Despite setbacks at home, where husband Daniel Mays feels neglected – and possibly emasculated – Rita leads the women out on strike, and eventually secures an audience with secretary of state Barbara Castle (played with flinty gusto by Miranda Richardson). It should be stirring, and to a degree it is; but its narrative is all plod, and nuance is virtually nonexistent. The raucous chirpiness of the workforce, the meek silence of the union bigwigs as they listen to Rita's impassioned plea for support, the two junior ministers who mince around the queenly Castle – these are all creaky devices that undermine its essential good-heartedness.

The screenwriter William Ivory does what almost every Britcom resorts to and colours the air with profanity. And on another point of language: I feel sure the real Barbara Castle knew the difference between "credibility" and "credence". I liked the tentative friendship between Rita and Rosamund Pike's Biba-wearing trophy wife, though again I wasn't really convinced by it. The courage and solidarity of the strikers are saluted at the end of the film in interview clips with the actual Dagenham ladies, 40 years on. While it's touching to hear them recall the events they lived through, it does unfortunately compound the feebleness of the drama that preceded it.

Some movies seem to get made as a kind of stunt. The story goes that Joel Schumacher made Phone Booth because someone bet him he couldn't set a whole movie in one. But Phone Booth cheated by using flashbacks and cameras at all points around the street. Buried is a stunt thriller of much purer fiendishness. It begins inside a wooden box, and stays there, for just over 90 minutes.

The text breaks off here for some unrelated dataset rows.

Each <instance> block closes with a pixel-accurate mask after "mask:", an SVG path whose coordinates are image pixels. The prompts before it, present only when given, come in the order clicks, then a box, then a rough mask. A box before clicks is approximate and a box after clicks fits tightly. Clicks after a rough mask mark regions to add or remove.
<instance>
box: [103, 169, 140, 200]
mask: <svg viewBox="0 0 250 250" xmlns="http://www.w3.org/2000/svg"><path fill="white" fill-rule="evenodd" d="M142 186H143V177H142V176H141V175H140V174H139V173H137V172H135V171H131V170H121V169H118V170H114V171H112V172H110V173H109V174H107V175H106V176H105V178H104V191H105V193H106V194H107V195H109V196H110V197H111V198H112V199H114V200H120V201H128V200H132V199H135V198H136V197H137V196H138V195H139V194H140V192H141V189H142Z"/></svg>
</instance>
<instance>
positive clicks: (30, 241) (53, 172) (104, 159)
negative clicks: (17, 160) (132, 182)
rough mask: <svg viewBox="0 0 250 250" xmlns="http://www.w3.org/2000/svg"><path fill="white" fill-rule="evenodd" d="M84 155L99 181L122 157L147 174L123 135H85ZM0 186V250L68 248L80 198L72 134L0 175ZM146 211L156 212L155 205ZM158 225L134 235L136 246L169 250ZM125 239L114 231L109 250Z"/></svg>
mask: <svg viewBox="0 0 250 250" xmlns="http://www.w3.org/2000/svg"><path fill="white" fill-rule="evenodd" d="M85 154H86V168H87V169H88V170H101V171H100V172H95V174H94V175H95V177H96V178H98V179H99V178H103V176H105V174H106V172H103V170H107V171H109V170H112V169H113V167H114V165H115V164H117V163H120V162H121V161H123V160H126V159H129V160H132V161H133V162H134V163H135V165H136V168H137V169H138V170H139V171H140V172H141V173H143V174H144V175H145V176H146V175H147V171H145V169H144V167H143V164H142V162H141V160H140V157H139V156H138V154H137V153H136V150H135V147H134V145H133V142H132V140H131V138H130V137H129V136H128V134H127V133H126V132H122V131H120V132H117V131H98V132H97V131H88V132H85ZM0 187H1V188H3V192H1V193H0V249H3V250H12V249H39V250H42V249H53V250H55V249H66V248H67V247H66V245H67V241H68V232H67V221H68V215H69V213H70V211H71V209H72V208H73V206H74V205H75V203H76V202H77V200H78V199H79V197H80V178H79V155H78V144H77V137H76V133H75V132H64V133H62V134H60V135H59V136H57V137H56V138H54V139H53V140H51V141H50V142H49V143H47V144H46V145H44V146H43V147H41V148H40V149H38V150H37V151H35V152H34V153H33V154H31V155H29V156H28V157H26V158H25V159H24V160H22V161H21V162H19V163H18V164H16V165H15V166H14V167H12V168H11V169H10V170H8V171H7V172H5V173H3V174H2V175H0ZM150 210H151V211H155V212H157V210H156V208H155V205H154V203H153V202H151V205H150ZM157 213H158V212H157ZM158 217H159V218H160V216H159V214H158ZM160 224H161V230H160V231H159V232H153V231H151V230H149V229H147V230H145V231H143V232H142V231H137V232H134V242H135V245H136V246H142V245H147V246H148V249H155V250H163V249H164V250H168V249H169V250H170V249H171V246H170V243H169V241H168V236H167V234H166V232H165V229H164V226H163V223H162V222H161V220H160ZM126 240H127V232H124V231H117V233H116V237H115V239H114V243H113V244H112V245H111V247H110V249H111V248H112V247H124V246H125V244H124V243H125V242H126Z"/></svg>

Its premise draws on many people's worst nightmare: to find yourself buried alive. That's the horrific situation of Paul Conroy (Ryan Reynolds), a truck driver who's been working for a private contractor in Iraq. He can't remember what happened after his truck was ambushed, but somehow he's ended up in a wooden coffin under a ton of desert sand. Once he's stopped freaking out and screaming, he takes stock of what's to hand in there: a mobile phone with a fading battery, a Zippo lighter, a pen, a knife, a hipflask. That phone becomes his desperate lifeline, of course, kindling a spark of hope that's almost instantly snuffed. He calls 911, but what's the use if they're in Ohio?. He calls his wife, who's out; he calls colleagues, employers, the FBI, and we begin to learn the real agony of non-communication. "Don't put me on hold!" he cries. But then someone calls him, a foreign voice demanding a ransom for his life: it's the Iraqi insurgents who abducted and buried him. Now it's not just the lack of oxygen that could kill...

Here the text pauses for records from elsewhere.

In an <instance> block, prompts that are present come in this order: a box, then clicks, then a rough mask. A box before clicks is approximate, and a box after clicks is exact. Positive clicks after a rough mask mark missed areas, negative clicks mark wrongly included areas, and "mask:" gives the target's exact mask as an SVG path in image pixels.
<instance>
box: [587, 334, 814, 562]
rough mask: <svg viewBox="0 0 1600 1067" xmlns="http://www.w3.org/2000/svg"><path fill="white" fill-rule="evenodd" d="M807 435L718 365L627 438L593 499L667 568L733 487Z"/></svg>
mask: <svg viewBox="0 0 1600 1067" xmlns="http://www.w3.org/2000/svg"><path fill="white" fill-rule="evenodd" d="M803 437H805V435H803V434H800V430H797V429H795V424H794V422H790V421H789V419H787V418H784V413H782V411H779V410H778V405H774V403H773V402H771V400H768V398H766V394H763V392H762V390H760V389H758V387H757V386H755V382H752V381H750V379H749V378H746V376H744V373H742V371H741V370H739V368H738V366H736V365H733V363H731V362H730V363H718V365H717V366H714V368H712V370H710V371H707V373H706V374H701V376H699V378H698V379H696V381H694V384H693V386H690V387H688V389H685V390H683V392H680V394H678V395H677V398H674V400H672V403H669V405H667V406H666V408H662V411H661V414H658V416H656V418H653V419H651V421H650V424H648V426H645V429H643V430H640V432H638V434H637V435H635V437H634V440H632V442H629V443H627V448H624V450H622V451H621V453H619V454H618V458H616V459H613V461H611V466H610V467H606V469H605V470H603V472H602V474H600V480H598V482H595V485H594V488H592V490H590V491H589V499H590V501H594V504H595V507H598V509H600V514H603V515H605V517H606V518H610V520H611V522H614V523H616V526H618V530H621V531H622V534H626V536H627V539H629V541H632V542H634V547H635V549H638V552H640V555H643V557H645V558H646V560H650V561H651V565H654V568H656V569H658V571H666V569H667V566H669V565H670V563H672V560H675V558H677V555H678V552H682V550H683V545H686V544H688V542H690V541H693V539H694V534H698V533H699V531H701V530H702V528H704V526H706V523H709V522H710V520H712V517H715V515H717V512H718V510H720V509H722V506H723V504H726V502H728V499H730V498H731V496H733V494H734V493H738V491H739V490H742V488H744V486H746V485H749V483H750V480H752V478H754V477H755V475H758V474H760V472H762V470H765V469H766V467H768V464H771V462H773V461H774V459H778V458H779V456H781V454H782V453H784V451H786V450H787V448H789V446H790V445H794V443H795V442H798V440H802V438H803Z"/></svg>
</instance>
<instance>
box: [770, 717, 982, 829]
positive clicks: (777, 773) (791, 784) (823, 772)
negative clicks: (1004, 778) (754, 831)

Rodrigo Cortés, who shot the film in 17 days, made his canniest decision in refusing to show any scene above ground. We are put right inside that box, and at least halfway inside Paul Conroy's head as he yearns for escape. Working in such a tight space demands ingenuity, and Cortés and his team are equal to the task. Chris Sparling's script is an infernal machine that starves the audience of oxygen right along with that coffin. Cinematographer Eduard Grau works eerie wonders with only the mobile's screen light and a Zippo for illumination. As for Ryan Reynolds, he has wiped the slate clean at a stroke for all those grim romantic comedies stacked against him. Considering he's lying flat for 90 minutes he conveys everything one might feel in such a predicament, starting with wild panic, then modulating through frustration, fury and despair. Cortés's remark that Reynolds returned from the shoot to LA "a physical wreck" should not be doubted.

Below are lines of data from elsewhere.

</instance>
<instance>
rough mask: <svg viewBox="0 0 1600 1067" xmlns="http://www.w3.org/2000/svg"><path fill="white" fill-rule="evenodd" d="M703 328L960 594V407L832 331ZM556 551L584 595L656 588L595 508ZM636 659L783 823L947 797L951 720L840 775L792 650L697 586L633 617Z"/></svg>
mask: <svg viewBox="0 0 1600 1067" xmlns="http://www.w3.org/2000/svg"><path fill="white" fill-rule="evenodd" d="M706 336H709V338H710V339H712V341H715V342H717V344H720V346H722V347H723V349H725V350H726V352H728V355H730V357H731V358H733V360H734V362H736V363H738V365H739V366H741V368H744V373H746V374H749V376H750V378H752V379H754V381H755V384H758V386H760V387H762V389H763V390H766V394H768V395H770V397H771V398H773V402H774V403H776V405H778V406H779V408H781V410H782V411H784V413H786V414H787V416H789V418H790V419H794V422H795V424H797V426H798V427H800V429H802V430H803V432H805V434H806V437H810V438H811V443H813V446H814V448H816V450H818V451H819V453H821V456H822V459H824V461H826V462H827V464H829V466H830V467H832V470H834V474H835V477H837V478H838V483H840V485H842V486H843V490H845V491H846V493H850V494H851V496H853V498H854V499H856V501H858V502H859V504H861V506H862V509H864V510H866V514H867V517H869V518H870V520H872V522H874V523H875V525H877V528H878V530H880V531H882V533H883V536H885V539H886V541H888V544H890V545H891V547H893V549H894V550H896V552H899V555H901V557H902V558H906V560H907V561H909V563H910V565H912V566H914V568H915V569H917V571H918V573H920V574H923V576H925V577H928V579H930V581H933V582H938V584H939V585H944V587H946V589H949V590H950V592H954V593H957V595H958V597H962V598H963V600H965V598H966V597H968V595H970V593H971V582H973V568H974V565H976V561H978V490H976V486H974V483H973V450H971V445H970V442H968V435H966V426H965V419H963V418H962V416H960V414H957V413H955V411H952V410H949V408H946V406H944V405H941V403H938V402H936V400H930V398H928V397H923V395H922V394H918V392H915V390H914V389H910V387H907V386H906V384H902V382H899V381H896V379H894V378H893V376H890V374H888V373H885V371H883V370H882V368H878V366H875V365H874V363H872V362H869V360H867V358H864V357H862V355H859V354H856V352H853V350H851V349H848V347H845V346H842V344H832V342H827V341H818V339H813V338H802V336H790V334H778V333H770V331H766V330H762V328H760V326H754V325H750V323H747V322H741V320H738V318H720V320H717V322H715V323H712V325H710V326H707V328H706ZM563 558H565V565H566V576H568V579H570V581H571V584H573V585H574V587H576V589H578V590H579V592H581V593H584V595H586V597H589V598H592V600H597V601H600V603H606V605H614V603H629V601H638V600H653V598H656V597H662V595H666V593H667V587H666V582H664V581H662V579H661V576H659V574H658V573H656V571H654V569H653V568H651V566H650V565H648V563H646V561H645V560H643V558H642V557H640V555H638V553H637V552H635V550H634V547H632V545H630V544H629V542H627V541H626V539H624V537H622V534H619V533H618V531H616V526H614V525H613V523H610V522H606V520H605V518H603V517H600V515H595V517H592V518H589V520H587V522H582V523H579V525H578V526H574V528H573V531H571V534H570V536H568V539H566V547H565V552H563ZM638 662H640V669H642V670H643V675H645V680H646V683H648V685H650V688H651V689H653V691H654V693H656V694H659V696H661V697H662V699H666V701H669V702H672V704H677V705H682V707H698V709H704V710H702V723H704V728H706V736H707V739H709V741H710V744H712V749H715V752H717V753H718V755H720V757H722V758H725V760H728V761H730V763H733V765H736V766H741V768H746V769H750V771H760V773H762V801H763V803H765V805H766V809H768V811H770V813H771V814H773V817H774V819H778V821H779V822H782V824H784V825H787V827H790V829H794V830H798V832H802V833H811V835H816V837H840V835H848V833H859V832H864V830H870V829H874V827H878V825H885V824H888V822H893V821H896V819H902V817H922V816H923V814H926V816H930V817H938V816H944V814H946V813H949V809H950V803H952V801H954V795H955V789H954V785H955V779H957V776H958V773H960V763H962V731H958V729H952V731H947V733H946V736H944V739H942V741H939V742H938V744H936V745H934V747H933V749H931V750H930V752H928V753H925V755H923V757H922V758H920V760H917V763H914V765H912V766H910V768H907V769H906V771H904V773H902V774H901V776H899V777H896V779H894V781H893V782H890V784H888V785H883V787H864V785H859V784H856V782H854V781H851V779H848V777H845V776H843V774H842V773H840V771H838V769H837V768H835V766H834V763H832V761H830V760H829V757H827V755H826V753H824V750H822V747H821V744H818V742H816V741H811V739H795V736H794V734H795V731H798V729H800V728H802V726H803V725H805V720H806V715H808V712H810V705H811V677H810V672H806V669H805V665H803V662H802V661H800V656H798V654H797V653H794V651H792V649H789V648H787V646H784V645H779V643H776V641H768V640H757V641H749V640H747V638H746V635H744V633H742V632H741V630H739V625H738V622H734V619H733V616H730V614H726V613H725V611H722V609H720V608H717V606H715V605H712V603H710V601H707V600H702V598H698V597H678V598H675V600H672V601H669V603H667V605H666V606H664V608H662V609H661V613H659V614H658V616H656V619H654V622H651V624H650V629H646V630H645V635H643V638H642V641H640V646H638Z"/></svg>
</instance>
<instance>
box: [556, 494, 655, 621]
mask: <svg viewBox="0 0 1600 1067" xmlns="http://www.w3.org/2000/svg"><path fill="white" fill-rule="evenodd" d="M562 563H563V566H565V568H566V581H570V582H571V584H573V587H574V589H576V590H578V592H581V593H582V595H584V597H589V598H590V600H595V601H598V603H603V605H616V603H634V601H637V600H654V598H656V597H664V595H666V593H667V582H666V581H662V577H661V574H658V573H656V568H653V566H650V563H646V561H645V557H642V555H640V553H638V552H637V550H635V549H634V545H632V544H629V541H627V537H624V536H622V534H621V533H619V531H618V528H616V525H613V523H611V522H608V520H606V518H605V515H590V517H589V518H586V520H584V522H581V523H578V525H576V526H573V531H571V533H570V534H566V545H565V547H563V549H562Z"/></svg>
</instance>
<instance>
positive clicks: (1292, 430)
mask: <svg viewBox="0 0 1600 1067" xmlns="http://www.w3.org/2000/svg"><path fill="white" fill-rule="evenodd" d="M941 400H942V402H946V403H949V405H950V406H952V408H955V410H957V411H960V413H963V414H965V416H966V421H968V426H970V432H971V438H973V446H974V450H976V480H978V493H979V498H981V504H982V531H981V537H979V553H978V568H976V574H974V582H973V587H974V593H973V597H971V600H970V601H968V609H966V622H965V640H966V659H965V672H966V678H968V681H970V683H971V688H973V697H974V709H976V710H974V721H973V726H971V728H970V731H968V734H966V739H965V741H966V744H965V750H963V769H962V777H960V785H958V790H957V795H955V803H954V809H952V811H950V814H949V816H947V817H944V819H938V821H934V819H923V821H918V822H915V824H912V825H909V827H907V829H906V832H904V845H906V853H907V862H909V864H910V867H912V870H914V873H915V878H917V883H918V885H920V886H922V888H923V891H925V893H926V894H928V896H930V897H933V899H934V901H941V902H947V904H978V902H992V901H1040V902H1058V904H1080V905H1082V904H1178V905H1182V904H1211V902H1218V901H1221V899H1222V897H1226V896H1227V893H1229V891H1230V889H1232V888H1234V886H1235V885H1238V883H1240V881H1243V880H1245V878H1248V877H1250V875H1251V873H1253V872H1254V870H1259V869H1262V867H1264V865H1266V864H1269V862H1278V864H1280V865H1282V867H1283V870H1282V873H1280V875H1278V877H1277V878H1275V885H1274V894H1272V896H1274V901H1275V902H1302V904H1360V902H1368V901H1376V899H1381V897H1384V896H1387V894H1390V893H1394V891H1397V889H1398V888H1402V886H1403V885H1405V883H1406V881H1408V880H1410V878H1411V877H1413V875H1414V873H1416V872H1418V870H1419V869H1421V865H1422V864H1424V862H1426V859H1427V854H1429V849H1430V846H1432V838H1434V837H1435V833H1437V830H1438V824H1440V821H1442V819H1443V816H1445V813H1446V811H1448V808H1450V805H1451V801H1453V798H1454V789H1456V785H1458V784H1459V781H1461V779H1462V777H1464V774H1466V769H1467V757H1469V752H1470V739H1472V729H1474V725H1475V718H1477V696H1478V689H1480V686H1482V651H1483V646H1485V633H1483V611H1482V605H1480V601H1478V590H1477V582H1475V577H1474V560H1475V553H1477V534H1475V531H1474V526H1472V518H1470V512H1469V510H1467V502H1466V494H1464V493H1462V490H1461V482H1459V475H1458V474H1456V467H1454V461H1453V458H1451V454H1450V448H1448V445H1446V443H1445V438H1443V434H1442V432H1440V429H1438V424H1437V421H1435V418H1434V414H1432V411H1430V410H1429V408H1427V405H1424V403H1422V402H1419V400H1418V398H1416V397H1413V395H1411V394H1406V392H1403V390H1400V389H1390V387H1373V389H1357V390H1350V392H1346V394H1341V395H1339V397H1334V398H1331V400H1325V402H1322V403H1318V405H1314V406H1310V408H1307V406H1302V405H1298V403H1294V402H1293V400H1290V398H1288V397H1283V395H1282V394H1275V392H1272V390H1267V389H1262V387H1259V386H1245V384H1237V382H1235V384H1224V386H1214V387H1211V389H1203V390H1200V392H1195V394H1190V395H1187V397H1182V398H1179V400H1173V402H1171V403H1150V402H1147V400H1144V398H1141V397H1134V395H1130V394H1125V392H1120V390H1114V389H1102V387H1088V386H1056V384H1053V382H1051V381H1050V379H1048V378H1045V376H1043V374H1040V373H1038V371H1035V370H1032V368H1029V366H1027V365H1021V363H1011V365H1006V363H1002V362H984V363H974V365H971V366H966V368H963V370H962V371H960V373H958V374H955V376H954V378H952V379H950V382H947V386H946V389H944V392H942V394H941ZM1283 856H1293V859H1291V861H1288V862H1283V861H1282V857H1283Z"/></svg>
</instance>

Only once does the film make a false move, the more surprising given how disciplined everything else has been. After another heartbreaking setback, the camera pulls upwards and away from Reynolds, isolating him, but the height it reverses to suddenly breaks the illusion of containment that Cortés has been so careful to maintain. It's a small mistake in a film that brilliantly finesses the limitations of space into a haunting claustrophobic potency. This minimalist frightener is all about thinking inside the box.